Marx-Engels |  Lenin  | Stalin |  Home Page

Garbis Altinoglu

Articles
II. Dünya Savaşı Kaçınılabilir miydi?
Garbis Altınoğlu, 1 Kasım 2008

Kapitalizm ve özellikle emperyalist kapitalizm koşullarında savaşın genel olarak kaçınılmaz oluşu nesnelerin doğası gereğidir; ancak bu, belirli tarihsel momentlerde şu ya da bu emperyalist savaşın önlenebilmesi ya da en azından ertelenebilmesi/ daha az yıkıcı bir biçimde yaşanması olanağını ortadan kaldırmaz. Örneğin Stalin, son yazılarından birinde, İkinci Dünya Savaşından sonra güç dengelerinin değiştiği olgusundan hareketle “Lenin’in kapitalizmin kaçınılmaz olarak savaşlara yol açtığı tezinin eskimiş olduğunu” ileri sürenleri eleştirir ve “savaşların kaçınılmazlığını yok etmek için emperyalizmi yıkma”nın gerekli olduğunu belirtirken barış hareketinin rolü hakkında şöyle diyordu:


“En olası olanı, bugünkü barış uğruna hareketin barışın sürdürülmesi için bir hareket olarak başarı kazandığı takdirde, belirli bir savaşı önlemeye katkıda bulunması, onu bir süre için ertelemesi, bir süre için belirli bir barışı sürdürmesi, savaşçı bir hükümeti istifa ettirmesi ve onun yerine barışı geçici olarak sürdürmek eğiliminde olan bir hükümetin geçmesini sağlamasıdır.

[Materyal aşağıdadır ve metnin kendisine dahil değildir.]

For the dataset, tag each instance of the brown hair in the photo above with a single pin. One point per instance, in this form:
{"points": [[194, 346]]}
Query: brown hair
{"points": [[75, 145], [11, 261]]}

Kuşkusuz, bu iyi bir şeydir. Hatta çok iyidir.” (“Sosyalizmin Ekonomik Sorunları Üzerine”, Son Yazılar, 1950-1953, Ankara, 1990, s. 94-95)

Geçenlerde Britanya basınında yayımlanan ve aşağıda çevirisini sunduğum yazı, İkinci Dünya Savaşından belki de kaçınılabileceğini ya da en azından bu savaşın, özellikle 25 milyon insanını yitiren ve ekonomik altyapısı çok ağır zarar gören Sovyetler Birliği bakımından bu denli büyük kayıplara yol açmaksızın atlatılmış olabileceğini gösteriyor. (Tabii Hitler’in savaş makinasının durdurulması özellikle Avrupa halklarının can kaybının önüne geçilmesinin yanısıra Japon militarizminin Çin’de, Doğu ve Güneydoğu Asya’da gerçekleştirmiş olduğu ve milyonlarca insanın ölümüne yol açan vahşetin önüne geçilmesine ya da yaşanan kayıpların sınırlanmasına da olanak verecekti.) Rus arşivlerinde keşfedilen yeni belgeler, bu savaşın resmen 1 Eylül 1939’da Almanya’nın Polonya’ya saldırmasıyla başlamasından hemen önce Sovyetler’in Britanya ve Fransa’ya –kendilerinin de güçlerini aynı amaçla seferber etmeleri kaydıyla- Almanya’nın sınırlarına 1 milyon asker ve binlerce savaş uçağı, top, tank vb. yerleştirmeyi önerdiğini ortaya çıkarmış bulunuyor. Bilindiği gibi; Nazi savaş makinasını Sovyetler Birliği’ne yöneltmeyi kuran Britanya ve Fransa’nın bu öneriyi kabul etmemeleri, bu olanağın yaşama geçirilmesini engelledi. Sovyetler Birliği, BM’in -Cemiyet-i Akvam diye bilinen- önceli Uluslar Ligası’na 1934’te üye olmasından itibaren istikrarlı bir biçimde faşizm ve emperyalist savaş tehlikesine karşı koymuş, ortak bir barış cephesinin kurulması için uğraşmıştı. Ancak günün bellibaşlı emperyalist devletleri arasında yer alan Britanya, Fransa ve ABD, izledikleri “yatıştırma” politikası aracılığıyla faşist saldırganları cesaretlendirdiler ve kışkırttılar. Bu “demokratik” emperyalist ülkelerin, hem kendi ülkelerinde ve Avrupa’da bir sosyalist devrim “tehlikesi”nden, hem de Sovyetler Birliği gibi giderek güçlenen bir sosyalist ülkenin varolmasından duydukları sınıfsal kaygının onları faşist saldırganlarla dolaylı işbirliğine ittiği ve Londra, Paris ve Washington’un savaşın çıkmasında çok büyük bir sorumluluk payı taşıdıkları onyıllardır zaten biliniyordu. Onların Çin’i, Etyopya’yı, İspanya’yı, Avusturya’yı, Çekoslovakya’yı, Arnavutluk’u vb. faşist saldırganlara kurban etmelerinin nedeni tam da buydu.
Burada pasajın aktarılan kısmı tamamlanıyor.